RÉSUMÉ
Human infants learn spontaneously and effortlessly the language(s) spoken in their environments, despite the extraordinary complexity of the task. Here, I will present an overview of the early phases of language acquisition and focus on one area where a modeling approach is currently being conducted using tools of signal processing and automatic speech recognition: the unsupervized acquisition of phonetic categories. During their first year of life, infants construct a detailed representation of the phonemes of their native language and lose the ability to distinguish nonnative phonemic contrasts. Unsupervised statistical clustering is not sufficient; it does not converge on the inventory of phonemes, but rather on contextual allophonic units or subunits. I present an information-theoretic algorithm that groups together allophonic variants based on three sources of information that can be acquired independently: the statistical distribution of their contexts, the phonetic plausibility of the grouping, and the existence of lexical minimal pairs. This algorithm is tested on several natural speech corpora. We find that these three sources of information are probably not language-specific. What is presumably unique to language is the way in which they are combined to optimize the emergence of linguistic categories.
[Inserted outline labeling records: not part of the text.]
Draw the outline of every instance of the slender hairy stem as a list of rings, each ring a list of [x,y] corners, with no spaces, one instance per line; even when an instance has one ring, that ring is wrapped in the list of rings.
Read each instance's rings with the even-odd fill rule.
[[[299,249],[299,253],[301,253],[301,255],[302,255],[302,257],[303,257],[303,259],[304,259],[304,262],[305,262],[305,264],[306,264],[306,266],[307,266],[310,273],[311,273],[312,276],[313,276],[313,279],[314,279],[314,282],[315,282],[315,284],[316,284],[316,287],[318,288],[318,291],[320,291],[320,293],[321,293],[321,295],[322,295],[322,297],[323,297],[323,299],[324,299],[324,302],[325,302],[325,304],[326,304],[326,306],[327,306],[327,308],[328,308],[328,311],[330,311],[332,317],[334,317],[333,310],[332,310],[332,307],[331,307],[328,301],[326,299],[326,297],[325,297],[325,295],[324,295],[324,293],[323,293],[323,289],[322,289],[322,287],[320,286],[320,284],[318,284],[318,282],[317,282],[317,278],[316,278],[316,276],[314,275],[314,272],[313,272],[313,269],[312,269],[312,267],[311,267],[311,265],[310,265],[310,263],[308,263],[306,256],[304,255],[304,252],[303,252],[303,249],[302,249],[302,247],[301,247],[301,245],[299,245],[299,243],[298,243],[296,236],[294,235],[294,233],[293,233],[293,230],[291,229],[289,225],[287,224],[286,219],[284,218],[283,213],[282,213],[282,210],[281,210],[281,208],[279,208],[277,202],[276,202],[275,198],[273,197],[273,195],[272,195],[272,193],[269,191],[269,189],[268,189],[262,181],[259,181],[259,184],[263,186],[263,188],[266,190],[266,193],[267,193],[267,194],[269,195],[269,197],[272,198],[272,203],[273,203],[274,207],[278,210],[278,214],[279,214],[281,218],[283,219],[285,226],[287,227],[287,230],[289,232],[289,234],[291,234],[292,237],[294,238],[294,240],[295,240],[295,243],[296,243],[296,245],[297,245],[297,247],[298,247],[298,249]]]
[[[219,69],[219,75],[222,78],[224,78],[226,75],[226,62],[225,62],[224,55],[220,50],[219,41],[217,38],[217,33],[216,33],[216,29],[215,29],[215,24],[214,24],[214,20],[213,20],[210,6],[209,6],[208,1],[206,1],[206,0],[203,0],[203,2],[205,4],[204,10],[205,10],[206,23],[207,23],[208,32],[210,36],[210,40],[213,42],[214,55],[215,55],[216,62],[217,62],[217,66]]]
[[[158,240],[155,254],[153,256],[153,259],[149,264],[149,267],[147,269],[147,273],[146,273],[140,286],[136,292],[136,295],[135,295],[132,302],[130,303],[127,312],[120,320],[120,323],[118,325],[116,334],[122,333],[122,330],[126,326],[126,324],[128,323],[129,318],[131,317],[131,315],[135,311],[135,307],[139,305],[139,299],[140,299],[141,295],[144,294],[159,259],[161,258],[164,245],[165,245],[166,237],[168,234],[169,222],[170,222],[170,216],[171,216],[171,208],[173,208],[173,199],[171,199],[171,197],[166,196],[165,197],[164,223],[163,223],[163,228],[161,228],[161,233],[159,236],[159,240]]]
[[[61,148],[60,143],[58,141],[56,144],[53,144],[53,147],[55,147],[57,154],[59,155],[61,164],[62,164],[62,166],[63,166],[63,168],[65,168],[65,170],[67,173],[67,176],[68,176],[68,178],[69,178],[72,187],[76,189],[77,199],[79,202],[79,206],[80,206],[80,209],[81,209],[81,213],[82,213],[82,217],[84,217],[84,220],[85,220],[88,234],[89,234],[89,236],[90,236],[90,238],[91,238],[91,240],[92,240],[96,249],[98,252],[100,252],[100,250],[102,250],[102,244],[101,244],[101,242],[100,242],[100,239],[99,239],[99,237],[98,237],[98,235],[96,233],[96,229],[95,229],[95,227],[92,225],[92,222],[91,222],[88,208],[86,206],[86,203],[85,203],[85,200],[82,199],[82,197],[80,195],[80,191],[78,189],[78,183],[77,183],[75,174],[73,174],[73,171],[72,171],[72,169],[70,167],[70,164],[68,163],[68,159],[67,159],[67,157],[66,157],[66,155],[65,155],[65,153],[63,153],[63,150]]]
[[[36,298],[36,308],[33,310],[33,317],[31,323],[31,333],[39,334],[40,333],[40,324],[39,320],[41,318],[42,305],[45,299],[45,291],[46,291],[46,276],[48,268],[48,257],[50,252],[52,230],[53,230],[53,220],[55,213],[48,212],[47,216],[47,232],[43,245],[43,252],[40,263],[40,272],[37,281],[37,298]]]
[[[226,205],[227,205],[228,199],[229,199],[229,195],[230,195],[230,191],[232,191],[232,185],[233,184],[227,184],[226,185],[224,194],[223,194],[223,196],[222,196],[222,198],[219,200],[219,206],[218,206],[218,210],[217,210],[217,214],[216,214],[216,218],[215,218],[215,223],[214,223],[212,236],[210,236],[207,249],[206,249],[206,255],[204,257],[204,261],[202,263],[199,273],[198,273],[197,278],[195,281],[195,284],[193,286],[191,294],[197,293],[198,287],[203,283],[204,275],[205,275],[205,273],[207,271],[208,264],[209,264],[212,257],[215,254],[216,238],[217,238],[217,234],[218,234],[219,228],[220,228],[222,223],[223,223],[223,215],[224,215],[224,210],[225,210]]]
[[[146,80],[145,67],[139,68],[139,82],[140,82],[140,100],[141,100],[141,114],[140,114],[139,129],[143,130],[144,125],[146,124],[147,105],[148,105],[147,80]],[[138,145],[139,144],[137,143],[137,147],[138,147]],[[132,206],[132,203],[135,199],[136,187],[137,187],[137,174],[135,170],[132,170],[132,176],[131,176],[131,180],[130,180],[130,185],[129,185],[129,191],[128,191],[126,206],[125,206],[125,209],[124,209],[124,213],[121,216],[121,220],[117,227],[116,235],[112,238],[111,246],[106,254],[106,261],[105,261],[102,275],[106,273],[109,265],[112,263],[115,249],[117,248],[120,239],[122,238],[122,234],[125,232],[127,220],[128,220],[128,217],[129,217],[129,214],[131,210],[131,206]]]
A PROPOS D'EMMANUEL DUPOUX
Emmanuel Dupoux est le directeur du Laboratoire de Sciences Cognitives et Psycholinguistique à Paris. Ses recherches portent sur les processus et les représentations spécifiques au cerveau humain qui permettent au bébé d’acquérir une ou plusieurs langues. Ses recherches sont basées sur les techniques classiques d’imagerie cérébrale chez les nouveaux-nés et de modélisation chez les adultes. Il enseigne à l'Ecole des Hautes Etudes en Sciences sociales où il a mis en place un programme interdisciplinaire de 3ème cycle en Sciences Cognitives.